Filed under Dillard—Saint Annie, fiction, journalism, memoir, narrative, NOTED, teaching, education

14 responses to “The 100 best nonfiction books?

  1. Richard, I recently finished reading The Varieties of Religious Experience by William James in a men’s discussion group. Only people who haven’t read it but had only heard of it could put that book at Number Two on this list.

    • Dave, that’s what I understand. I have heard it’s a truly great book but tried to read it when I was too young. And to think the author’s brother was the great Henry James, whose own The Wings of the Dove is at 26 on the novels list, with The Ambassadors right below it; his The Golden Bowl is at 32.

      With your endorsement, The Varieties of Religious Experience now goes to number one on my TBR list.

      • Richard, I wasn’t suggesting that Varieties should be Number One. I question it being on the list at all. I can’t believe that anyone(s) who have actually read it would rate it this highly. Of course, that’s just an opinion.
        But if it’s still on your TBR list, I accept no responsibility.

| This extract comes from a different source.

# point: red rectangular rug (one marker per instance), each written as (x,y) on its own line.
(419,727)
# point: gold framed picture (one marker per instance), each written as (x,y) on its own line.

      • Oh! Dave, thank you for correcting my impression. I find the list a mixed bag for perhaps the same reason: there are books on it that made a big impact or were thought very important and yet have been surpassed or which are simply not very readable.

        An example of my own, sadly, is Rachel Carson’s Silent Spring. It caused all kinds of changes for the good, and it literally killed her to write it, but is now primarily of historical interest. I read it and taught it a few years ago, and I did not find it as gripping as I thought I would; its organization seemed diffuse, perhaps because she was covering so much territory, but its narrative seemed to suffer as a result and I felt there must have been a better structure for it. There have been great books of environmental reportage since that have taken the banner forward and which are much more gripping. But Silent Spring is there for historical reasons.

        Makes me wonder if Ulysses really is the greatest novel ever written, as the Modern Library’s fiction list has it (with Joyce’s The Portrait of the Artist as a Young Man at number three), or if it is just there because of its extreme innovation (that makes it unreadable for most people).

  2. I also support The Varieties of Religious Experience as a TBR book. And, yes, William and Henry were brothers. Check out Alice also. Amazing family.

    Love lists. I need to add this one to my own collection of lists, though only some of these are memoirs. Hope that is ok with you?

    • It would be great if you used it, Shirley. That’s why I called attention to it, to spread the word! The list interests me, especially the sprinkling of memoirs and other books of very personal writing, along with narrative nonfiction and popular scholarship like The Varieties of Religious Experience.

      I have a huge biography, as yet unread, on the James family . . .

  3. Fascinating, Richard. It opens up whole new vistas of reading. I love lists too. Also note your own recommendations on the side of the blog. Nice addition!

  4. It’s heavy on men, predictably I guess. Lots of reasons for this, but still —

    I wonder about the composition of the committee–age, race, gender-wise. Get a different committee and you’d probably get a 50% different list. Do you think?

    Glad to see Rebecca West on there.

  5. Pingback: The 100 best nonfiction books- Modern Library «

  6. I was a little disappointed not to see “The Rise and Fall of the Third Reich,” by William L. Shirer on the list. I could also name several other books I think should go on the list, but I agree with Ms. Alden, the list represents the biases and opinions of the committee.

  7. Fascinating. Great post.

  8. Thanks a lot for publishing the list, Richard. Though there are a number of books I can’t see myself ever reading on it, the overall list causes me to reconsider my opinion of Modern Library–before this, they seemed so terribly, terribly middle-brow in the things the things they had to say and publish. I’m much more impressed with them now than I was (and of course, I continue to be highly impressed with you, for your excellent coverage of what’s happening in the world of memoir and etc. writing. Your qualified endorsement of the list also counts for a lot).